We now spend our days buying material and making many baby blankets for Mission Angelitos. Each blanket we make is our way of praying for your families and at the same time, helping our Sisters. It is a mission of life and a circle of love.  


MYO Regional Retreat – Fall River, MA

By Sr. Natalie Sayde Salameh, MSCL

The MYO Regional Retreat “Maronite Identity and Spirituality” was held at St. Anthony of the Desert Church in Fall River, MA on Saturday, April 28th, facilitated by the Maronite Servants of Christ the Light. The two presentations for the day included Msgr. David George, on what it means to be Maronite, and Jacques Barbour, a psychotherapist, on the power of claiming our identity in Christ and the dangers social media pose. 

Over 40 teens including a team of dedicated volunteers attended from: St. Anthony, Fall River; Our Lady of Purgatory, New Bedford; St. Anthony, Lawrence; St. Theresa, Brockton; St. George, Cranston, RI; and St. Anthony, Danbury, CT. Also, the pastors and deacons attending were:  Msgr. Joseph Kaddo, Fr. Joseph Daiff, Fr. Herbert Nichols, Fr. Edward Correia, and Deacons Brian Dunn and Donald Massoud, and Subdeacon James Demers. 

This retreat day was filled with activity, prayerful communion with God, and with much laughter and fun.  The morning and afternoon included small group discussions, which focused on how we pray as Maronites and how we see Christ as depicted in our Divine Liturgy.

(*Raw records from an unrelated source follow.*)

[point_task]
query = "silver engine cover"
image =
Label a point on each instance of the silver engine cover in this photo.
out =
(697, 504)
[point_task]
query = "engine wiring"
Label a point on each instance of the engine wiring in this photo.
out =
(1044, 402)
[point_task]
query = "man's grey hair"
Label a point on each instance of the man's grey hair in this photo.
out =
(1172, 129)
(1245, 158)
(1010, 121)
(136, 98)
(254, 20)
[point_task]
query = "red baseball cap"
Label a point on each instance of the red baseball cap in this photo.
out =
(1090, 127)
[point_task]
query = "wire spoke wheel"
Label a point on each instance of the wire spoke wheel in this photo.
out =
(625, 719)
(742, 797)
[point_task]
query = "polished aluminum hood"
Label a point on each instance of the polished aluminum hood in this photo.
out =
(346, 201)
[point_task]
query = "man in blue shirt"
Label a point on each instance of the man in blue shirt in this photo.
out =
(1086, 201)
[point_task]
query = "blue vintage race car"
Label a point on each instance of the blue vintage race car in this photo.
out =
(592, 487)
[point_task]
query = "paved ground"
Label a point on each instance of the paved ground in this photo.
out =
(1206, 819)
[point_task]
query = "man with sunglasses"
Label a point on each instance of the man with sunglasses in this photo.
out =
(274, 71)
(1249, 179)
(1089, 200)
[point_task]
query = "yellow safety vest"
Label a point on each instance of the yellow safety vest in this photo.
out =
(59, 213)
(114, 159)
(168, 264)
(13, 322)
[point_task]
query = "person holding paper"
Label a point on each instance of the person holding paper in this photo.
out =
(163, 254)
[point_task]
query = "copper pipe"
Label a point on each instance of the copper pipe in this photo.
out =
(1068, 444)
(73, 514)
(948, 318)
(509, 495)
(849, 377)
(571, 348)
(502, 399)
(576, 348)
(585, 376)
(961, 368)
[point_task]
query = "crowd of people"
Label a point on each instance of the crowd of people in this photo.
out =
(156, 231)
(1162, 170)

The afternoon small group discussion focused on some of the ways that social media is trying to distort our true identity as children of God, and the pressure that social media is putting on teens these days to project a certain image. 
Also, we had vocation testimonies by Sr. Natalie Sayde Salameh and Br. Marwan El-Khoury, a Monk from the Order of St. Basil, and a Q & A discussion.

The day concluded with Divine Liturgy, dinner and a dabke party.  Thank you to Msgr. Joseph Kaddo and the parish and volunteers of St. Anthony for hosting this event and for their outstanding hospitality.